Solubility of ammonium chloride in a MgCl2–NH4Cl–NH3–H2O system at 298 K: Experiments, modeling and prediction

Electrolyte solutions containing ammonia are common in chemistry, biology, process engineering, cosmochemistry and geological processes. MgCl2–NH4Cl–NH3–H2O is related to magnesium-resource utilization, and contains complex chemical equilibria, such as association, salvation and partial ionization. In this work, the solubility of ammonium chloride in the NH4Cl–MgCl2–NH3–H2O system, within a wide range of ammonia from zero to saturated, and initial mass fraction of MgCl2, up to 0.15, were determined experimentally. Meanwhile, a thermodynamic model for prediction was proposed by joining the physical and chemical contributions.

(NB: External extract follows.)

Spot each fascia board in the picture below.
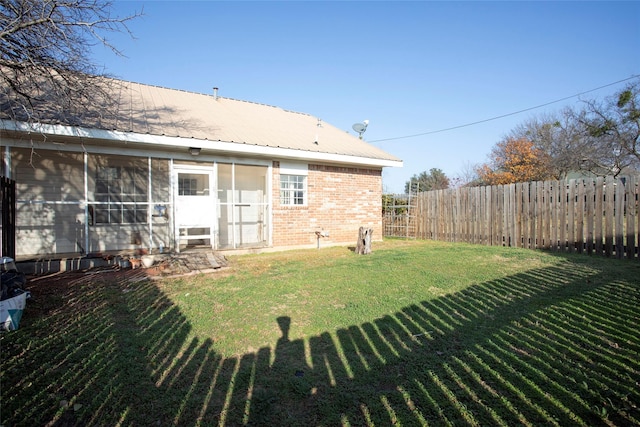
[0,119,403,167]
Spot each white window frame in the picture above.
[280,162,309,206]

We adapted Pitzer’s model with three parameters for the interaction of ion-ammonia to represent the physical contribution; the chemical equilibria of multiple hydrations for NH3 and NH4Cl, multiple ammoniations for Mg2+ and association for NH4Cl–MgCl2–H2O, using six chemical parameters provided the chemical contribution. All parameters were determined by the subsystems of binary and ternary SL equilibrium data. The model and parameters provided predictive results of NH4Cl solubilities in the quaternary of the NH4Cl–MgCl2–NH3–H2O system that agreed well with the experimental results.